Jordan emphasised that “hopefully” Guyanese would go to elections this year because “we can only go to elections when GECOM (Guyana Elections Commission) say they’re ready.” Jordan signaled that the governing coalition might call its supporters on the streets to picket “no registration, no election”.
“The list cannot be fixed and it cannot be tinkered with and CCJ or no CCJ they can’t tell us that we must tinker with that list to call elections. Elections must be free, fair and proper,” the Finance Minister said, while suggesting that the existing voters’ list, which expired on April 30, contains 650,000 out of a total population of 730,000.
Hours after the CCJ handed down its judgement on Tuesday, President David Granger said in an address to the nation that house-to-house registration would be first held to create a fresh voters’ list and that GECOM had already informed him that that it would be ready for elections in November, 2019.
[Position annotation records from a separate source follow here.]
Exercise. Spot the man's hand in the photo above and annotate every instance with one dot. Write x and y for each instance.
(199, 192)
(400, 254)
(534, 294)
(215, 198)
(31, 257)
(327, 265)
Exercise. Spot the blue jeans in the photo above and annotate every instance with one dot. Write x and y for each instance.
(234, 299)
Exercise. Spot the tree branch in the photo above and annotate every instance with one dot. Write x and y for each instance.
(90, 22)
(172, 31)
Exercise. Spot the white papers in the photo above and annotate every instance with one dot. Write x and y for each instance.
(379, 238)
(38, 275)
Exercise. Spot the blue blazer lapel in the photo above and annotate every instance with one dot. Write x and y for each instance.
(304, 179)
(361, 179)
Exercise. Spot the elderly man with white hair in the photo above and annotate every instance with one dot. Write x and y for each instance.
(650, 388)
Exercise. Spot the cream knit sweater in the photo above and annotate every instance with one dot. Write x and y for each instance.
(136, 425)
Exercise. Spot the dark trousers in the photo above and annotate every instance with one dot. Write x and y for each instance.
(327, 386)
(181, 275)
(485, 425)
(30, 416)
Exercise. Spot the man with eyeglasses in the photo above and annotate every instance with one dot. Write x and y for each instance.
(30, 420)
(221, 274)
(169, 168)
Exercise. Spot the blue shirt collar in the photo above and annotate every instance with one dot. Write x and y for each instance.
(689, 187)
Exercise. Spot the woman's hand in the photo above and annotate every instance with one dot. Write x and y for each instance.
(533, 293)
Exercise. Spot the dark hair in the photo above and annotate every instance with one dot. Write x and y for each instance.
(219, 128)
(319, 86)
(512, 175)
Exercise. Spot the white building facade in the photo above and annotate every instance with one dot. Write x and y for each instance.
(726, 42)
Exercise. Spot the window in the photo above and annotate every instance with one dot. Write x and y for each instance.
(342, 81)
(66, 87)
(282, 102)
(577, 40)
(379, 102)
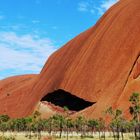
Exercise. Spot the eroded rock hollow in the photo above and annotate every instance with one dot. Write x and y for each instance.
(100, 65)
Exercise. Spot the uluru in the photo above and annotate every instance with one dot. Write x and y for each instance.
(97, 69)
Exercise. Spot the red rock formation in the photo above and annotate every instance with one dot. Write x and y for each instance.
(100, 65)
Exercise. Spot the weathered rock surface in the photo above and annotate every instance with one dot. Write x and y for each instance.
(100, 65)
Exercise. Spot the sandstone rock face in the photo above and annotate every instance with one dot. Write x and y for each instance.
(14, 92)
(100, 65)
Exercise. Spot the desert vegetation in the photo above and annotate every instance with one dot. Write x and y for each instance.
(58, 126)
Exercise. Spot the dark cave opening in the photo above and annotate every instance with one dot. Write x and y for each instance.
(65, 99)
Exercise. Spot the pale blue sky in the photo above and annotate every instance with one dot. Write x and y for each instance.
(31, 30)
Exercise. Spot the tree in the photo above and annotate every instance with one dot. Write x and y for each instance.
(59, 121)
(135, 110)
(80, 124)
(115, 122)
(92, 124)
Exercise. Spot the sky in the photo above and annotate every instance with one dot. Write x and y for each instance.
(31, 30)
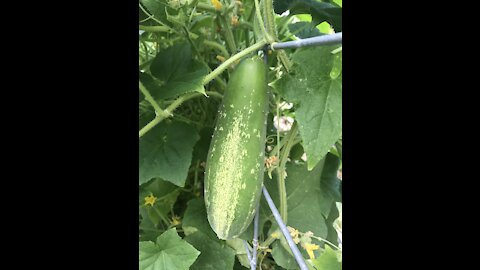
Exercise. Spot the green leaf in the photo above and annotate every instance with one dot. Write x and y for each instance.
(177, 71)
(283, 257)
(166, 194)
(195, 219)
(305, 199)
(215, 254)
(328, 260)
(169, 252)
(200, 151)
(148, 230)
(320, 11)
(329, 183)
(166, 152)
(318, 98)
(156, 8)
(237, 245)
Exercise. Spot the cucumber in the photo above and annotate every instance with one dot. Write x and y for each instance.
(235, 162)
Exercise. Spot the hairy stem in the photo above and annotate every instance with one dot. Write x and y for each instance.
(155, 28)
(281, 170)
(228, 35)
(255, 47)
(217, 46)
(172, 107)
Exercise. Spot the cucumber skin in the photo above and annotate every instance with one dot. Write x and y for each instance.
(235, 163)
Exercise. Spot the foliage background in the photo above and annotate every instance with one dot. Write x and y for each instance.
(184, 41)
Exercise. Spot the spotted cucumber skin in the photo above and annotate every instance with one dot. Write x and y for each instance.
(234, 169)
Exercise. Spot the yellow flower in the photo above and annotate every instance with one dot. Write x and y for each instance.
(276, 235)
(310, 248)
(234, 20)
(217, 4)
(150, 199)
(220, 58)
(294, 233)
(176, 220)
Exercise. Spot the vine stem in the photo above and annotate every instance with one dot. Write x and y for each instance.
(212, 75)
(255, 47)
(228, 34)
(289, 142)
(217, 46)
(155, 28)
(286, 233)
(206, 7)
(149, 98)
(172, 107)
(260, 22)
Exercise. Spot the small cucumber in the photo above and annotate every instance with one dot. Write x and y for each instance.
(235, 162)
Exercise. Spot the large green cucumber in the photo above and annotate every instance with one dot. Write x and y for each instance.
(234, 168)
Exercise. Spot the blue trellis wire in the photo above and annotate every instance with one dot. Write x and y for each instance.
(313, 41)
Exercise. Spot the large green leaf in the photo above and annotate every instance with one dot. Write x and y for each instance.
(215, 254)
(309, 202)
(315, 86)
(166, 152)
(178, 73)
(169, 252)
(237, 245)
(328, 260)
(320, 11)
(195, 219)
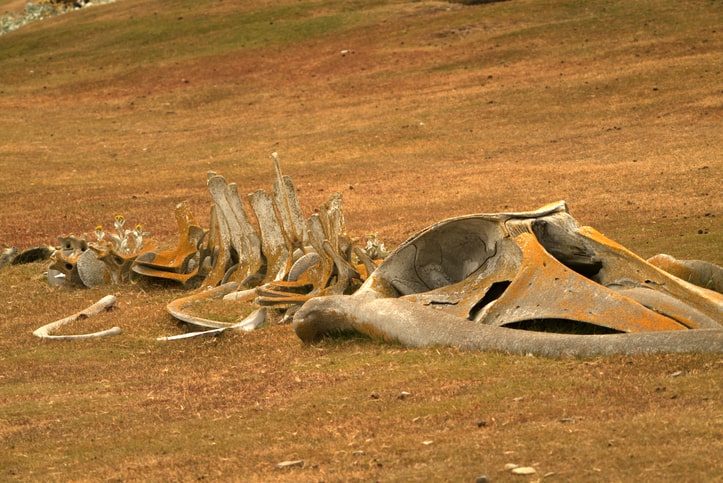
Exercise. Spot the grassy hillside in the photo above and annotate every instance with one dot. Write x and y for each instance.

“We cannot proceed on the current list of voters. It is outdated and corrupted. It may hold as many as 200,000 incorrect entries. What’s more, those who have reached the age of 18 years since the last election are not on it.
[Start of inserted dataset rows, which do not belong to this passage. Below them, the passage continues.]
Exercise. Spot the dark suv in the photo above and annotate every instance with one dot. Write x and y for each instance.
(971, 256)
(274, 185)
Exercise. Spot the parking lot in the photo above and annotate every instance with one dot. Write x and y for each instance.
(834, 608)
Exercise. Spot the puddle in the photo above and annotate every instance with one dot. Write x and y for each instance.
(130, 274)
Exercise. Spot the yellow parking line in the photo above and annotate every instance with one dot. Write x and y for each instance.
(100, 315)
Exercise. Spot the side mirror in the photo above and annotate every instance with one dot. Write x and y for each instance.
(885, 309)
“The Constitution entitles all citizens over the age of 18 the right to vote. It is a democratic imperative that house-to-house registration be completed swiftly so we can have an election at the earliest opportunity,” Granger said.
Opposition Leader Bharrat Jagdeo said Tuesday that he would be pressing for elections to be held in August or September, 2019.
An increasingly fiery Jordan on the political platform urged supporters to get registered because winning the elections would not be about sloganeering “we ready”. “Do not take this registration period for granted,” he said.
He appealed to the police to be on their guard and boost their intelligence-gathering capacity because “mischief will be afoot” with already talk of violence and other forms of disruption.
Jordan reiterated that the opposition-sponsored December 21, 2018 no-confidence motion was hatched overseas and was aimed at having the People’s Progressive Party (PPP) regaining power to put its hands on the oil revenues that are expected to start off at US$300 million annually from 2020 and soar to at least US$1 billion by 2025.
“The no-confidence vote was about oil. Let’s don’t get confused and this plot to unseat this government illegally was hatched outside of Guyana and it was put into perfection on December 21st using someone who had everybody fooled because just days before he was praising the government to the hilt,” said Jordan in clear reference to then government backbencher, Charrandass Persaud, who had voted for the motion and secured its passage with 33 votes.
The United States, Britain, Canada and the European Union have called on all parties to respect the CCJ’s ruling and encouraged “all to come to an agreement on the way forward”.